The transformVars function should return an object with the transformed variable names and values. These transformed variables are added to the vars object and can override existing keys. For example:

yaml
prompts:
  - 'Summarize the following text in {{topic_length}} words: {{processed_content}}'

defaultTest:
  options:
    transformVars: |
      return {
        uppercase_topic: vars.topic.toUpperCase(),
        topic_length: vars.topic.length,
        processed_content: vars.content.trim()
      };

tests:
  - vars:
      topic: 'climate change'
      content: '  This is some text about climate change that needs processing.  '
    assert:
      - type: contains
        value: '{{uppercase_topic}}'

Transform functions can also be specified within individual test cases.

yaml
tests:
  - vars:
      url: 'https://example.com/image.png'
    options:
      transformVars: |
        return { ...vars, image_markdown: `![image](${vars.url})` }

Input transforms from separate files

For more complex transformations, you can use external files for transformVars:

yaml
defaultTest:
  options:
    transformVars: file://transformVars.js:customTransformVars
js
const fs = require('fs');

module.exports = {
  customTransformVars: (vars, context) => {
    try {
      return {
        uppercase_topic: vars.topic.toUpperCase(),
        topic_length: vars.topic.length,
        file_content: fs.readFileSync(vars.file_path, 'utf-8'),
      };
    } catch (error) {
      console.error('Error in transformVars:', error);
      return {
        error: 'Failed to transform variables',
      };
    }
  },
};

You can also define transforms in python.

yaml
defaultTest:
  options:
    transformVars: file://transform_vars.py
python
import os

def get_transform(vars, context):
    with open(vars['file_path'], 'r') as file:
        file_content = file.read()

    return {
        'uppercase_topic': vars['topic'].upper(),
        'topic_length': len(vars['topic']),
        'file_content': file_content,
        'word_count': len(file_content.split())
    }

Config structure and organization

For detailed information on the config structure, see Configuration Reference.
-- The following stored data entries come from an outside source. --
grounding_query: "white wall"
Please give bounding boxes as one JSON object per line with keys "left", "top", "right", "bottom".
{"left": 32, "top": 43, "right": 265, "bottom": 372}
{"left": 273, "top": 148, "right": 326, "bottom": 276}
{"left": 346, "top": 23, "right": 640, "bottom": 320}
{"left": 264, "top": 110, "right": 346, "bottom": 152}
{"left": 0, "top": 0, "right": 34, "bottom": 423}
If you have multiple sets of tests, it helps to split them into multiple config files. Use the --config or -c parameter to run each individual config:

promptfoo eval -c usecase1.yaml

and

promptfoo eval -c usecase2.yaml

You can run multiple configs at the same time, which will combine them into a single eval. For example:

promptfoo eval -c my_configs/*

or

promptfoo eval -c config1.yaml -c config2.yaml -c config3.yaml

Loading tests from CSV

YAML is nice, but some organizations maintain their LLM tests in spreadsheets for ease of collaboration. promptfoo supports a special CSV file format.

yaml
prompts:
  - file://prompt1.txt
  - file://prompt2.txt
providers:
  - openai:gpt-5-mini
  - vertex:gemini-2.0-flash-exp
// highlight-next-line
tests: file://tests.csv

promptfoo also has built-in ability to pull test cases from a Google Sheet. The easiest way to get started is to set the sheet visible to "anyone with the link". For example:

yaml
prompts:
  - file://prompt1.txt
  - file://prompt2.txt
providers:
  - openai:gpt-5-mini
  - vertex:gemini-2.0-flash-exp
// highlight-next-line
tests: https://docs.google.com/spreadsheets/d/1eqFnv1vzkPvS7zG-mYsqNDwOzvSaiIAsKB3zKg9H18c/edit?usp=sharing

Here's a full example.

See Google Sheets integration for details on how to set up promptfoo to access a private spreadsheet.